Honeymoon – Melancholie erhält Einzug mit Lana Del Reys neuestem Album

lanadelreyhoneymoon_coverDass sie die Meisterin der Melancholie und der traurigen, tiefgründigen Worte ist, ist seit „Summertime Sadness“ jedem klar. Nun hat Lana Del Rey noch eine Schippe draufgelegt und mit ihrem neuen Album „Honeymoon“ die Messlatte etwas höher gehängt. Gleich zu Anfang sollte jedoch geklärt sein, dass sie keine Nina Simone ist, deren Song „Don’t Let Me Be Misunderstood“ sie covert. Doch ihr Album trägt nicht umsonst den bittersüßen Titel „Honeymoon“ – es sind wabernde, elegante, schwere Klänge, die an Tragik und der zu spürenden Last, die auf nicht sichtbaren Schultern lasten, nicht zu übertreffen sind. Es ist, als würden Arme gegen Windmühlen kämpfen, nicht fähig, sich loszureißen.

Honeymoon, zu Deutsch „Flitterwochen“, klingt so ein wenig lapidar. Das sollte nicht fehlleiten und an zuckrige, wolkenlose Himmel, romantische Abende und makellos weiße Strände denken lassen, sondern vielmehr ist diesem Begriff dem Wort „Moon“ Aufmerksamkeit zu schenken. Wir erinnern uns noch an Zeiten, in denen alle vor ihren Laptops saßen und „Video Games“ viral ging. Davon ist die Sängerin, die zum Symbol für so vieles wurde, mittlerweile weit entfernt. Es liegen viele Sommer dazwischen, viel Sadness und viele getragene „Blue Jeans“, die von der Brutalität und der Traurigkeit von gescheiterten Beziehungen erzählen. Nicht anders bei „Honeymoon“, wo der Titel zur zynischen Persiflage avanciert, wagt man es, nur eindimensional darüber nachzudenken. Lana del Rey haucht, wispert,seufzt und ist dabei authentischer denn je, ist trotz aller gesungenen Verbitterung erwachsen geworden und lebt das in ihrer Musik. Es gibt keinen erhobenen Zeigefinger, mitnichten. Auch kein mitleiderregendes Geheule. Sondern ehrliche, unverblümte Antworten auf Fragen, die man sich stellt. Antworten, die wehtun.

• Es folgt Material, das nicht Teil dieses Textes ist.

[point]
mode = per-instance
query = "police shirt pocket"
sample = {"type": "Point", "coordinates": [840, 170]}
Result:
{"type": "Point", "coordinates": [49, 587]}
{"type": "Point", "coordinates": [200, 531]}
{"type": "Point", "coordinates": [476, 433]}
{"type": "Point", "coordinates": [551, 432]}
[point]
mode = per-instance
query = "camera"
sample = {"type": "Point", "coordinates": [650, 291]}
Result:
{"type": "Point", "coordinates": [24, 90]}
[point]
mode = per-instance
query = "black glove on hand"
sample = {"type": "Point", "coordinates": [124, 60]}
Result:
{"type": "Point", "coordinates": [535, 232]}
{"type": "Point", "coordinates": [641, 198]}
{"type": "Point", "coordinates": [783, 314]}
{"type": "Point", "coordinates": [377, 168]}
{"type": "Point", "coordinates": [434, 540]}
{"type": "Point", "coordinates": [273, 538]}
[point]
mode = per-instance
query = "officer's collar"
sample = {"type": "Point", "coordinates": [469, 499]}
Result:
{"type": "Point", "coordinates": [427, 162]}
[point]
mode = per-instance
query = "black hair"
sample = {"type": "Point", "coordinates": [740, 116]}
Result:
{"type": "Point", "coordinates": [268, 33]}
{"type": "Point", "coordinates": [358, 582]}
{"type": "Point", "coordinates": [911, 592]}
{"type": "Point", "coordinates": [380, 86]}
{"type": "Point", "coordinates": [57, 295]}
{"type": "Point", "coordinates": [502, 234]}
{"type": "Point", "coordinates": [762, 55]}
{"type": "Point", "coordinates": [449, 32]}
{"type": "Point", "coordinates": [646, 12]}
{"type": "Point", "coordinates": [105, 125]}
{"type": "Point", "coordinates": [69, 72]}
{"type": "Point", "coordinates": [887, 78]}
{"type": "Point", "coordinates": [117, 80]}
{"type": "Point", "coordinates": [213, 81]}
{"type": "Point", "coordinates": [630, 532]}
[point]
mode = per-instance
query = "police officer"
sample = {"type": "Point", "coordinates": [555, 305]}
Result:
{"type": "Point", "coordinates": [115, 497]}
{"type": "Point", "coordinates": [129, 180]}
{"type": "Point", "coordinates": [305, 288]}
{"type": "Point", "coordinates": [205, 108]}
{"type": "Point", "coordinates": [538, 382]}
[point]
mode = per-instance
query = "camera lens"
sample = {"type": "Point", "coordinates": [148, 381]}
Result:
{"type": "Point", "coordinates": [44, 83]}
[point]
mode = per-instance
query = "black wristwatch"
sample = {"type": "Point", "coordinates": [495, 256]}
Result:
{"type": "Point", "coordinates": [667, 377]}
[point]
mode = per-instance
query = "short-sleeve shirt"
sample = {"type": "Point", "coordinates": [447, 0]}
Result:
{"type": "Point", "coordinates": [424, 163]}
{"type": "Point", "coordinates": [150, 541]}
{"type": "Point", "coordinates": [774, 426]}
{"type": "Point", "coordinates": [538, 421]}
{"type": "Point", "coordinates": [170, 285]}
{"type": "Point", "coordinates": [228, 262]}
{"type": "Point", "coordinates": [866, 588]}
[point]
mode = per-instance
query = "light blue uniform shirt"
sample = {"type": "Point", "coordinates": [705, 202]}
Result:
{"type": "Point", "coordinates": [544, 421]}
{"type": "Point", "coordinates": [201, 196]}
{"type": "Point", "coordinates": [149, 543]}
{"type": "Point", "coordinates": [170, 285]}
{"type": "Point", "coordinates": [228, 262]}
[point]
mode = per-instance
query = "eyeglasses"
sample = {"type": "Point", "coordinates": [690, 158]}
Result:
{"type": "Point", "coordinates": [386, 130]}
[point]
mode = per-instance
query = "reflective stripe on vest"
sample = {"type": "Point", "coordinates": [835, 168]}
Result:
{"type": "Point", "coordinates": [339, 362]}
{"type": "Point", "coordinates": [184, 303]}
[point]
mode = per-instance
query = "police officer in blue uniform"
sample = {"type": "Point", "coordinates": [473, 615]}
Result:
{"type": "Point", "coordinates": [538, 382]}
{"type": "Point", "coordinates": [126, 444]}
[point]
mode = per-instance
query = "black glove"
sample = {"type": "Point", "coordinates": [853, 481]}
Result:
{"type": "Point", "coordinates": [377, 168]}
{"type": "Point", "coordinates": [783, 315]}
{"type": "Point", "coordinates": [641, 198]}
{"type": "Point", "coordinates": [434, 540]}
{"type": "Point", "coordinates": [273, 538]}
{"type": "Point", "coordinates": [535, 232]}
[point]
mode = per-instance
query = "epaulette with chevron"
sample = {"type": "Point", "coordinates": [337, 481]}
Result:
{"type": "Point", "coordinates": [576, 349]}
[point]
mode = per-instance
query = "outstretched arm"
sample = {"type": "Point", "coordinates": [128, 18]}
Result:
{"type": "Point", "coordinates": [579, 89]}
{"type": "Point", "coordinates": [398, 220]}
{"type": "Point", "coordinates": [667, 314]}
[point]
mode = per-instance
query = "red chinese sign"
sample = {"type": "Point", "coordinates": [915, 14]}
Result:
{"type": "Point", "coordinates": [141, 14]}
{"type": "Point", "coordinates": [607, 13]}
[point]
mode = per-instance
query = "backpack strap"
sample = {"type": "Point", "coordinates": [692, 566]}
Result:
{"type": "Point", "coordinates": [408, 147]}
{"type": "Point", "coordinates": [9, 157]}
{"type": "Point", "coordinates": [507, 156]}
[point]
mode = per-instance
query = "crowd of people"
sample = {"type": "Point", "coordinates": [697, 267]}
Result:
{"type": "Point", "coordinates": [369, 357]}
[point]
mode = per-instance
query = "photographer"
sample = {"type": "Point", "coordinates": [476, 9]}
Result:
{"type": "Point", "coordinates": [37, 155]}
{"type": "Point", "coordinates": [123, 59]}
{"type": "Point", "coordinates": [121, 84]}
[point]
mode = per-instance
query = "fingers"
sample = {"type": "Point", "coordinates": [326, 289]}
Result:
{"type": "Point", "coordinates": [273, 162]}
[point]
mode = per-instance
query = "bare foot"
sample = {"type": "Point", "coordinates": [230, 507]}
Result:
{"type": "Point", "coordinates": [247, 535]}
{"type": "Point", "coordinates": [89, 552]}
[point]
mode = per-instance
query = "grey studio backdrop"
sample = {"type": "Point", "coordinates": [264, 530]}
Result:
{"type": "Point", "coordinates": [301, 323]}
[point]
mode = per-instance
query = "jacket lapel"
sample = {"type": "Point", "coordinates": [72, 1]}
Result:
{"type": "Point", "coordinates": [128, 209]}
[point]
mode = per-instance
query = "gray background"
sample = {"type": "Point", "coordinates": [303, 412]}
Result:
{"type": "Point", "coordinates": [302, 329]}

Wieder einmal ist sie sehr retro. Das Cover ist retro, die Musik ist retro. So mag man der Sängerin vorwerfen, sich nicht weiterentwickelt zu haben und am alten Stil festzuhalten und damit durchaus Recht haben, doch machen Titel wie „The Blackest Day“, „24“ oder „Music to Watch Boy to“ deutlich, wie sehr sich Lana Del Rey in ihrem Genre gefunden und etabliert hat. Sie gibt denjenigen Mut, die nie danach gefragt haben. Sie gibt denjenigen eine Stimme, die sich mit ihrem Schicksal oberflächlich abgefunden haben. Sie sagt nicht „Steht auf, Revolution!“, sondern haucht es zart und weint leise um das, was man niemals hätte anfangen sollen. Ihre Texte zeugen von tiefer Traurigkeit, Emotionalität in brachialem und pathetischem Maß sind auf diesem Album nicht ihre Stärke und vielleicht auch nicht ihr Anliegen. Aber dennoch sagt sie, dass da ein kleiner Hoffnungsschimmer ist. Den man nur findet, wenn man in sich selbst reinspürt, die Melancholie annimmt, den eigenen Herbst entdeckt, den Moment auffängt und weilen lässt.(A.E.)